Stocks Erase November Losses as Fed Rate Cut Bets Surge to 80%

Table of Contents
Summery
  • Fed Optimism Fuels Rally: Global stocks have nearly erased November losses as traders price in an 80% chance of a December Fed rate cut, driven by softening US labor data and political speculation about a pro-growth Fed Chair.

Stock Market

Global equity markets are staging a significant comeback, poised to erase nearly all losses incurred earlier in November. The driving force behind this recovery is a renewed conviction among investors that the Federal Reserve will cut interest rates in December. This shift in sentiment has successfully counteracted the anxiety regarding "frothy" AI valuations that triggered a selloff earlier in the month. The MSCI All Country World Index has climbed for five consecutive sessions, narrowing its monthly decline to just 0.5%, following a robust seven-month winning streak.

The optimism is palpable across asset classes. Money markets are now pricing in an roughly 80% probability of a quarter-point rate cut next month, with expectations of three additional cuts by the end of 2026. This is a marked change from just a week ago, when traders were far more skeptical about the central bank's easing path. The "Fed pivot" narrative was further strengthened by the release of the Fed’s Beige Book, which highlighted slight declines in employment and spending—indicators that typically give policymakers the green light to lower borrowing costs without fearing immediate inflation spikes.

Adding to the dovish momentum is political speculation regarding the leadership of the Federal Reserve. Kevin Hassett, Director of the White House National Economic Council, has emerged as a leading contender to become the next Fed Chair. Investors view Hassett as aligned with President Donald Trump’s preference for lower rates, suggesting a potentially more accommodating monetary policy regime ahead. Consequently, the US dollar has retreated for three consecutive days, providing breathing room for Asian currencies and risk assets like Bitcoin, which surged past $91,000.

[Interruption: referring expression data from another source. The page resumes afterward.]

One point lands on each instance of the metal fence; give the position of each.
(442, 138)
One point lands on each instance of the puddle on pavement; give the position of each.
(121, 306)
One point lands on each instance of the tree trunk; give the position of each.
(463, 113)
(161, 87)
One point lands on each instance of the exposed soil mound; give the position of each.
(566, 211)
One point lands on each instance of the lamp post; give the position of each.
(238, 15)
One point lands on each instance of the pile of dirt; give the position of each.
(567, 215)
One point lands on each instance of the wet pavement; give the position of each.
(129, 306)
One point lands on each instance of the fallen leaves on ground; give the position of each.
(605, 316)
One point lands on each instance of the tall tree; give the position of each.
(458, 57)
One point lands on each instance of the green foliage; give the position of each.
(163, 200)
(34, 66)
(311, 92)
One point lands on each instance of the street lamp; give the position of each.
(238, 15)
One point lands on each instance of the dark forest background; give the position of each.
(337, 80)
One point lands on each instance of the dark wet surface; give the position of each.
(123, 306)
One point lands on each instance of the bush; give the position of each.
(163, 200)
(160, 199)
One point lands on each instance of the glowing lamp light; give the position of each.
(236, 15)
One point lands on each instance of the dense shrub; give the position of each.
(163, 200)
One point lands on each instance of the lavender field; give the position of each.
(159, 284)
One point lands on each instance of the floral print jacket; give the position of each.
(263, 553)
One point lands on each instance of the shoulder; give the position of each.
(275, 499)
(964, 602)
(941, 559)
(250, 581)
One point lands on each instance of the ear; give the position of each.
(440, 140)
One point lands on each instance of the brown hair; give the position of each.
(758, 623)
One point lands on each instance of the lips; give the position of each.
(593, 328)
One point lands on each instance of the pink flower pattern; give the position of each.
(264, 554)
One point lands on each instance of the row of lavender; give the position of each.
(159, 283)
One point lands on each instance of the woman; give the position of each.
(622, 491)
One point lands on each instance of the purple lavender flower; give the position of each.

However, the picture in Asia remains mixed due to ongoing distress in China’s real estate sector. While broad Asian stock indices rose 0.5%, attention was heavily focused on China Vanke Co., a developer previously considered one of the industry's healthier players. Vanke proposed delaying repayment on a local bond, a surprise move that sent its notes plunging to record lows and signaled that the housing crisis—marked by the defaults of Evergrande and Country Garden—is far from over. This spread unease to other yet-to-default builders, with Longfor Group’s bonds also taking a hit.

Corporate news provided further texture to the market movements. The Pentagon reportedly concluded that Chinese tech giants Alibaba, Baidu, and BYD aid the Chinese military, a development that could complicate trade relations just weeks before a scheduled truce. Meanwhile, M&A rumors swirled with reports that Chinese sportswear giant Anta Sports is exploring a takeover of Puma SE. In the tech debt space, concerns are mounting over Oracle’s massive AI spending spree and SoftBank’s debt-fueled growth, pushing risk gauges for both companies to multi-year highs.

In commodities, oil prices edged lower as traders monitored US-led diplomatic efforts to end the war in Ukraine, which could theoretically bring more supply back online. With US markets closed for Thanksgiving, trading volumes were thinner, but the overall trajectory was clear: the fear of an AI bubble has, for the moment, been eclipsed by the comforting prospect of cheaper money. As Charu Chanana of Saxo Markets noted, "Fed rate-cut optimism has offset AI bubble concerns for now," with a weaker dollar providing an additional safety net for global risk assets.